Rising interest rates have changed the financing landscape in recent years, adding fuel to the fire of climbing transaction prices. But even if the Federal Reserve reverses the benchmark interest rate, the pullback is unlikely to help customers facing an affordability crunch.
When determining how the benchmark interest rate affects rates for certain loan types, the best bellwethers are bond yields, according to Jonathan Smoke, chief economist at Cox Automotive. Since the Fed reversed course on hiking interest rates another two notches this year, bond yields came down more than a full percentage point. In turn, mortgage rates dropped 70 basis points, he said.
But in automotive? Analysts say consumers aren't catching a break.
Jeremy Acevedo, Edmunds' manager of industry analysis, doesn't expect the average auto loan rate to decrease more than half a percentage point in the coming months.
"I don't think it will really move the needle all that much. I definitely don't think it will be something people will be relying on," he said.
A tapering benchmark rate could only benefit the industry if it allows lenders to offer more 0 percent financing deals, added Acevedo, which had been a summer sales trademark in the years following the Great Recession.
Auto loan rates are within 10 basis points of where they were October, Smoke said, and depending on a customer's credit score or the vehicle they want to finance, those rates are "either unchanged or higher."
The reason rates aren't improving for car buyers has more to do with auto lenders than the financial markets, Smoke said. Lenders, or the investors behind them, could be losing their appetite for auto loans after taking on more subprime borrowers than they had in previous years.
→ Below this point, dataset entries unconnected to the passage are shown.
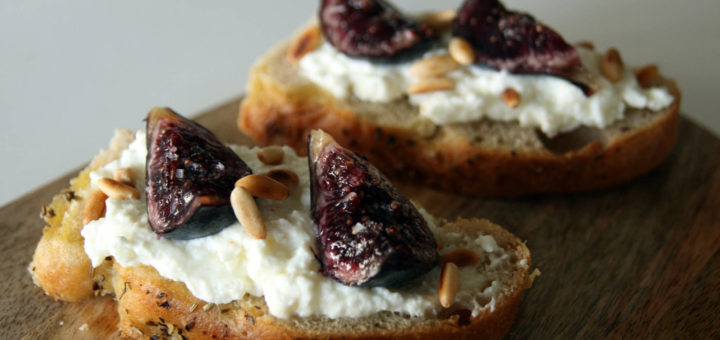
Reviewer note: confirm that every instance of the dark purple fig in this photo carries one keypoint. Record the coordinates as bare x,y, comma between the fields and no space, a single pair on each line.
373,29
516,42
368,233
189,177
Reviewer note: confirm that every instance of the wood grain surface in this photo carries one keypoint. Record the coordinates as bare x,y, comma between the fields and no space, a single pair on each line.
638,261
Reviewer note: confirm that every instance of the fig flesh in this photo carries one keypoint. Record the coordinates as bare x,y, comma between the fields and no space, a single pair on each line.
373,29
516,42
189,177
368,233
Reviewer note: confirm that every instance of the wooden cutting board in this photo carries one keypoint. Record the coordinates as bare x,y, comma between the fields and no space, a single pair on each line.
640,261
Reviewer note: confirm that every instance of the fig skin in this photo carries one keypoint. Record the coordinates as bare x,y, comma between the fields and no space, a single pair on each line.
189,177
373,29
368,233
513,41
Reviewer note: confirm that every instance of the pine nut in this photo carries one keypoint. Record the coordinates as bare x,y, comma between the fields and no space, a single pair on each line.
449,284
586,44
287,177
94,207
431,84
306,42
117,190
247,212
611,65
124,175
647,75
510,97
461,50
433,66
441,19
271,155
263,186
460,257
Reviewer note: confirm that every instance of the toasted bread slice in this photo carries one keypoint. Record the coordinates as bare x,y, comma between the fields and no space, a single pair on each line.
151,305
486,157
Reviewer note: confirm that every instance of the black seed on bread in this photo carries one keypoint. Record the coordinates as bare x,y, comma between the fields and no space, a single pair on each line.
488,158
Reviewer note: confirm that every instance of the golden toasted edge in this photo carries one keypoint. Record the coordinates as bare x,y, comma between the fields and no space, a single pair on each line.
149,304
275,112
152,305
60,265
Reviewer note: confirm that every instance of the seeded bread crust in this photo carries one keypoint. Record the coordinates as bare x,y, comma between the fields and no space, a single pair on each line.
150,305
486,158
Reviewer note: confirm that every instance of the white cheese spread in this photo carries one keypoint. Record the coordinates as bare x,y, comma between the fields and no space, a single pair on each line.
223,267
552,104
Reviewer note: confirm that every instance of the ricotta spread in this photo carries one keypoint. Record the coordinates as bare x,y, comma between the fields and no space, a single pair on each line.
552,104
225,266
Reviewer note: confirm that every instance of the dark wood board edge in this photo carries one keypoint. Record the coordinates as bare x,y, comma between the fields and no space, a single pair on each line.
669,287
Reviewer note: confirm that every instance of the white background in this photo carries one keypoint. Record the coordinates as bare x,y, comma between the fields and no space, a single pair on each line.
72,71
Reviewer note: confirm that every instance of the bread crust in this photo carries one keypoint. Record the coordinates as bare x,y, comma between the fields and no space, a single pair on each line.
281,107
150,305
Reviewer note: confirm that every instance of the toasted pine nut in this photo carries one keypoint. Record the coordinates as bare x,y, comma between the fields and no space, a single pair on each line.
271,155
118,190
586,44
124,175
461,50
460,257
287,177
510,97
94,207
306,42
440,19
647,75
611,65
449,284
433,66
260,185
247,212
431,84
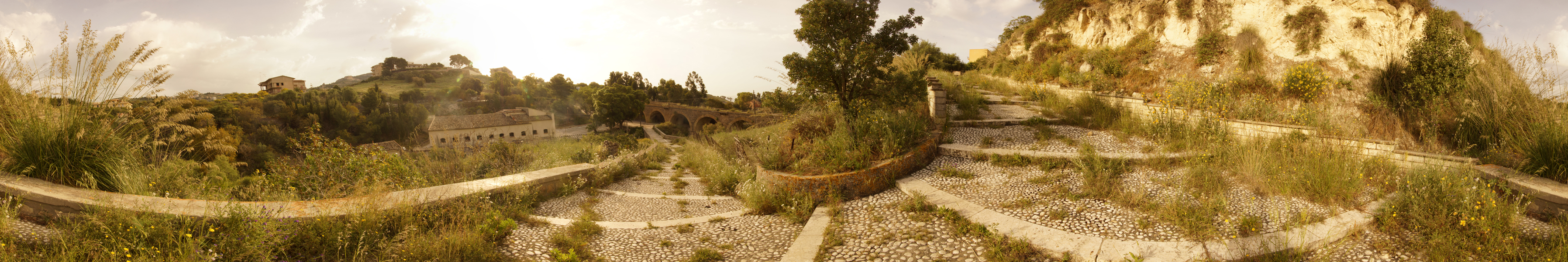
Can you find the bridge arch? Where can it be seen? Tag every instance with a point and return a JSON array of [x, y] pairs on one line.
[[656, 117], [703, 123]]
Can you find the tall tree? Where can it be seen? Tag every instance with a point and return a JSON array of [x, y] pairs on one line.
[[847, 49], [501, 84], [393, 63], [695, 85], [471, 87], [460, 62], [562, 87], [615, 104]]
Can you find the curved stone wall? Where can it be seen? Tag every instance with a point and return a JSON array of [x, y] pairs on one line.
[[862, 183], [46, 200]]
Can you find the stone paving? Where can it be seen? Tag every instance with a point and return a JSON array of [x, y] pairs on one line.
[[1067, 138], [747, 238], [742, 239], [1046, 201], [875, 230]]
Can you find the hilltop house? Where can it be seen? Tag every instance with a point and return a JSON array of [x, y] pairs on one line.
[[279, 84], [479, 129]]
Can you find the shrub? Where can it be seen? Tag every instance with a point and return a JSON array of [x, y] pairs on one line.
[[1307, 27], [72, 151], [1211, 46], [1305, 82], [1249, 46]]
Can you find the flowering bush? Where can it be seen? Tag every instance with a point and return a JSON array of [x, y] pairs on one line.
[[1305, 82]]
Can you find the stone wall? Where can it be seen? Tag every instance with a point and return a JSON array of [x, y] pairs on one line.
[[46, 200], [1547, 196]]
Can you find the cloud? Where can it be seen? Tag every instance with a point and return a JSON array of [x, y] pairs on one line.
[[734, 26], [313, 13]]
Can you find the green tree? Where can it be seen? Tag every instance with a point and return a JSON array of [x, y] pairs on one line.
[[847, 51], [1015, 24], [615, 104], [742, 101], [562, 87], [695, 88], [460, 62], [1438, 63], [937, 59], [393, 63], [471, 87], [502, 84]]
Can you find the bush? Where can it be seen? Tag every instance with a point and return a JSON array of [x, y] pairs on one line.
[[1305, 82], [72, 151], [1307, 27], [1211, 46]]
After all, subprime borrowers contributed the most auto loan origination growth among the credit tiers in the first quarter, according to the Federal Reserve Bank of New York, with originations up 13 percent to $27.9 billion.
That means auto lenders are asking for more financial incentive to add automotive loans and leases to their portfolios.
F&I managers shouldn't look to the Fed for a relief in interest rates. Instead, they'd be wise to focus on nurturing relationships with lenders and negotiating with those lenders on behalf of their customers.